Manuelita, Benilda y Tomasa eran las hijas de Rosaura y Feliciano, los mayordomos de una hacienda que tenían mis tíos por Amalfi. Rosaura Marín Bernal se había casado, con dispensa del obispo, con su primo hermano, Feliciano Bernal Marín. A Tomasa, entonces, le encantaba decir que ella se llamaba Tomasa María Bernal Marín Marín Bernal. Las tres se llevaban pocos años y parecían trillizas; eran tan blancas que en el pueblo las llamaban vasoeleche, ahí vienen las vasoeleche, y tenían una especie de orgullo campesino de cristianas viejas que solamente se encuentra en la Antioquia de ahora y en la España del siglo XVII. Feliciano y Rosaura las fueron mandando a mi casa, una tras otra, cuando cumplieron los dieciséis años. Dejaban el corregimiento de Amalfi en donde habían crecido sin salir por quince años, y se venían a servir a Medellín. Doña Pilar Medina tenía fama de ser buena patrona y aquí venían a dar.

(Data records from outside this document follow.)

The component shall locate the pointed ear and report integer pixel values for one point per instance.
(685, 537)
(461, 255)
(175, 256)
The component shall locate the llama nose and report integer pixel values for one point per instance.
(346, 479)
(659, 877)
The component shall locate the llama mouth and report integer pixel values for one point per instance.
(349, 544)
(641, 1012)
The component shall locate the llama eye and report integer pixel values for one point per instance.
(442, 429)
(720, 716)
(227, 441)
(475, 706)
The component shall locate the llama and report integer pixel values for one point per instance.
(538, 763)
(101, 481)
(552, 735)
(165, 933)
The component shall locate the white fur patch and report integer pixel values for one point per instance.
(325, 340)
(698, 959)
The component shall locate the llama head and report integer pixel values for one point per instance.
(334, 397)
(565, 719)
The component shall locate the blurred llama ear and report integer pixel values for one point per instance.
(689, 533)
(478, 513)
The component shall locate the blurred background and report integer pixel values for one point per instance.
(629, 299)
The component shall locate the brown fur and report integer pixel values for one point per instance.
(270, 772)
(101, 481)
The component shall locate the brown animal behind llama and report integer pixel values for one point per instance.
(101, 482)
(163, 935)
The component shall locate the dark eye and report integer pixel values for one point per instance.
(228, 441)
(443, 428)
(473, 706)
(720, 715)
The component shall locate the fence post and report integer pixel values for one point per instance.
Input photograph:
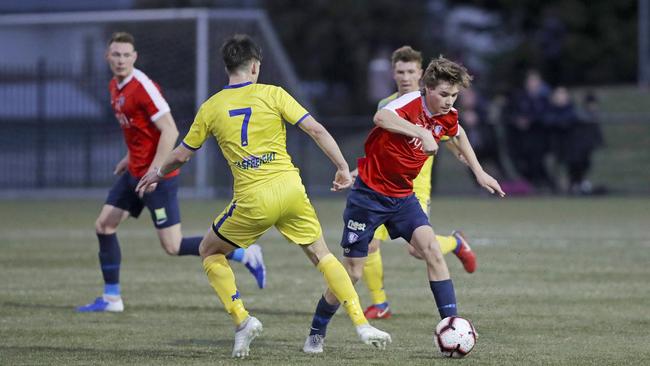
(41, 137)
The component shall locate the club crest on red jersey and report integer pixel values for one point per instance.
(119, 103)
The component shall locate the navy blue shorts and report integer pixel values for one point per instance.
(162, 202)
(367, 209)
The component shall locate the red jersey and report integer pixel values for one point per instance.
(392, 160)
(138, 103)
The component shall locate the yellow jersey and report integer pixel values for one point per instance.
(247, 121)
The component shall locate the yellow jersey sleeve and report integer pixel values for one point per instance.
(198, 132)
(289, 108)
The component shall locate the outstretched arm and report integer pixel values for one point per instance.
(168, 136)
(179, 156)
(484, 179)
(329, 146)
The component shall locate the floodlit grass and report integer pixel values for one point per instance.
(559, 282)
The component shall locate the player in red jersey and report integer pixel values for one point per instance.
(407, 132)
(150, 134)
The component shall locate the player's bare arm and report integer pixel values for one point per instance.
(484, 179)
(326, 142)
(390, 121)
(179, 156)
(168, 137)
(122, 165)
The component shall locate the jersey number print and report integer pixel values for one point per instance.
(246, 112)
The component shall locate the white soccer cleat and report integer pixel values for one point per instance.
(106, 303)
(371, 335)
(244, 335)
(314, 344)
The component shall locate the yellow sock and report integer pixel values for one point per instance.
(447, 243)
(339, 282)
(222, 279)
(373, 276)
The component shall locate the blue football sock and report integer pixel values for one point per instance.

Primero llegó Manuelita, que hablaba castellano antiguo, muy castizo, y tuvo enormes resistencias para aprender el anglo español con que se expresaban en mi casa. La primera semana le comunicó a mi madre que ella se volvía al pueblo pues nunca iba a ser capaz de aprenderse todos esos nombres: suiche, clóset, osterizer, barbiquiú, amplificador… Se estaba enloqueciendo, por las noches se acostaba con un zumbido en el cerebro. Nunca en su vida se había subido a un carro y se aterrorizaba cuando le tocaba montarse en el de mi padre los fines de semana, al salir para la finca. Se arrinconaba en la silla de atrás, tensa y temblorosa como un cachorro. Pero Manuelita era una mujer llena de inteligencia y en poco menos de un mes todo lo había aprendido. Nunca la casa de mis padres estuvo mejor puesta que cuando Manuelita trabajaba con nosotros.

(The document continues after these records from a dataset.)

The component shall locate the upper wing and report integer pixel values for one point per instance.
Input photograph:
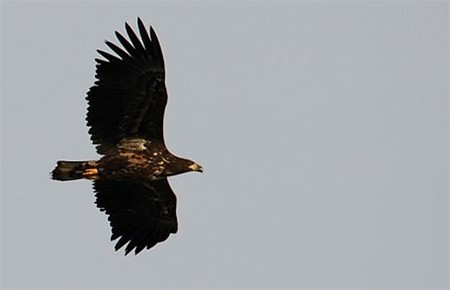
(141, 214)
(129, 96)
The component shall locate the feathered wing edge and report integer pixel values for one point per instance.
(140, 214)
(129, 95)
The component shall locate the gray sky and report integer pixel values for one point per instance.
(322, 128)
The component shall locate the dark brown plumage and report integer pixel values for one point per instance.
(125, 116)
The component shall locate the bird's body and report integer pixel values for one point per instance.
(125, 115)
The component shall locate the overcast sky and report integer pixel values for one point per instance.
(322, 128)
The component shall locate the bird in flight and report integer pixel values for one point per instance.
(125, 114)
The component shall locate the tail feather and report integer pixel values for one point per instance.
(72, 170)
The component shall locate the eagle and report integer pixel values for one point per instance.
(125, 114)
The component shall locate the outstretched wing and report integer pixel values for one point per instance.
(129, 96)
(140, 214)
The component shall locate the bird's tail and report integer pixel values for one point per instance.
(71, 170)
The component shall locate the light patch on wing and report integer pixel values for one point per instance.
(133, 144)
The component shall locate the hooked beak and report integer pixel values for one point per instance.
(196, 167)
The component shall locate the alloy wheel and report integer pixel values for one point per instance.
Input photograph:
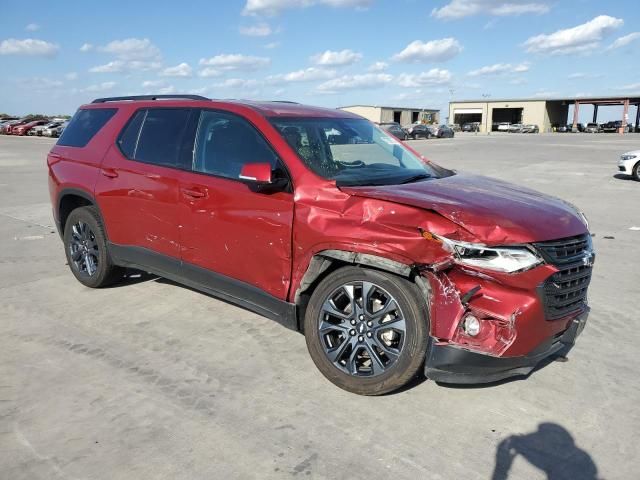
(362, 329)
(83, 249)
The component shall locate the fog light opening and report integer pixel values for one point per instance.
(471, 325)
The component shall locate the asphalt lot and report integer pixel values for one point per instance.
(151, 380)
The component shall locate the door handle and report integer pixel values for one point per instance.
(109, 172)
(193, 192)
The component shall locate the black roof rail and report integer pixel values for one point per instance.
(150, 97)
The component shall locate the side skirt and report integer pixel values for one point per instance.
(220, 286)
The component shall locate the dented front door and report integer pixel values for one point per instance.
(230, 230)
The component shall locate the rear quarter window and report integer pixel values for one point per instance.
(84, 125)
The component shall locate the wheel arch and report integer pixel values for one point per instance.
(68, 200)
(327, 261)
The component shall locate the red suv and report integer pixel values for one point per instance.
(389, 264)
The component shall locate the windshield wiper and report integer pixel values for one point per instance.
(415, 178)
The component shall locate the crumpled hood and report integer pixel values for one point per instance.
(495, 212)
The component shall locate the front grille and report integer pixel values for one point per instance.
(565, 292)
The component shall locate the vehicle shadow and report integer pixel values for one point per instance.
(551, 449)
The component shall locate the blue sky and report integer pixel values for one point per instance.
(55, 56)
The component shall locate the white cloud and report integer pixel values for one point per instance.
(181, 70)
(350, 82)
(100, 87)
(432, 51)
(624, 41)
(635, 87)
(153, 83)
(28, 46)
(209, 72)
(306, 75)
(274, 7)
(579, 39)
(234, 61)
(331, 58)
(435, 76)
(500, 69)
(126, 66)
(378, 67)
(132, 49)
(237, 83)
(258, 30)
(456, 9)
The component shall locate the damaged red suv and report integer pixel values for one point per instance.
(390, 265)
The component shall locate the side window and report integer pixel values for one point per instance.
(84, 125)
(226, 142)
(155, 136)
(128, 140)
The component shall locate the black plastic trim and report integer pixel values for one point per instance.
(450, 364)
(150, 97)
(207, 281)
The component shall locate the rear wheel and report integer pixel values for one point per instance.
(367, 330)
(86, 249)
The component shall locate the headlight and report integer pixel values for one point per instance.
(499, 259)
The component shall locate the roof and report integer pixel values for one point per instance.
(617, 98)
(275, 108)
(392, 108)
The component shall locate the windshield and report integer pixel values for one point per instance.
(353, 151)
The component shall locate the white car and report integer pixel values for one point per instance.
(629, 163)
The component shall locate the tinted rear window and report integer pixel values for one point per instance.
(84, 125)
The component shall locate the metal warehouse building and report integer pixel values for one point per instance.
(401, 115)
(545, 113)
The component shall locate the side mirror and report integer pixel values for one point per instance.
(259, 173)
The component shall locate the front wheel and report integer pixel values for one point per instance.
(366, 330)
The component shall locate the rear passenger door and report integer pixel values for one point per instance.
(227, 227)
(138, 186)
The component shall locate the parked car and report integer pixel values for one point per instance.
(614, 127)
(394, 129)
(55, 131)
(388, 263)
(24, 129)
(38, 130)
(629, 164)
(445, 132)
(421, 131)
(530, 129)
(8, 129)
(471, 127)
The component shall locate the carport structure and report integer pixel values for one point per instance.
(626, 102)
(547, 113)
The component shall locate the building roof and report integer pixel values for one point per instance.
(393, 108)
(616, 98)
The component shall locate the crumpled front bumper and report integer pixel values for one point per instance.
(450, 364)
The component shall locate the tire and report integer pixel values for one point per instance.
(342, 351)
(85, 245)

Después llegó Tomasa. Como en un principio ya había demasiadas muchachas en mi casa, mi mamá la desvió a casa de unos parientes. Pero Tomasa se enfermó. Tenía los dedos morados, la respiración cortada, no podía trabajar aunque intentaba hacerlo hasta caer exhausta. Los parientes nos la devolvieron como a un electrodoméstico imperfecto. Mi madre la llevó al médico. Después de una infección en la garganta mal curada, le había quedado una fiebre reumática que le había afectado no sé qué válvulas cardíacas. O la operaban o se moría. Las Bernal Marín Marín Bernal tenían un tipo de sangre escasísimo, con factor negativo. Hermanos, padres y primos tuvieron que venir de Amalfi a que les sacaran sangre en la unidad cardiovascular, antes de la operación. Tomasa se curó a los pocos meses y por lo que sé todavía debe estar baldeando y echando cepillo por alguna casa de ricos de Medellín.

Benilda fue la última en llegar y tuvo la buena o la mala suerte de conseguirse un novio. Quedó embarazada, tuvo mellizos, y se tuvo que ir de la casa. Mi padre le encontró trabajo como empleada de aseo en un banco y no volví a saber de ella.

Pero por un tiempo largo de mi infancia, Manuelita, Tomasa y Benilda, las hijas de los mayordomos de Amalfi, trabajaron juntas en mi casa; y de ellas, de Tata, de Adela, de mi cocinera Rosario y de muchas otras que no menciono, aprendí el dolor y la ternura, la limpieza y el empeño. Entendí, sobre todo, la injusticia. Y me quedó un cariño tan hondo por los pobres, que ya no se me quita.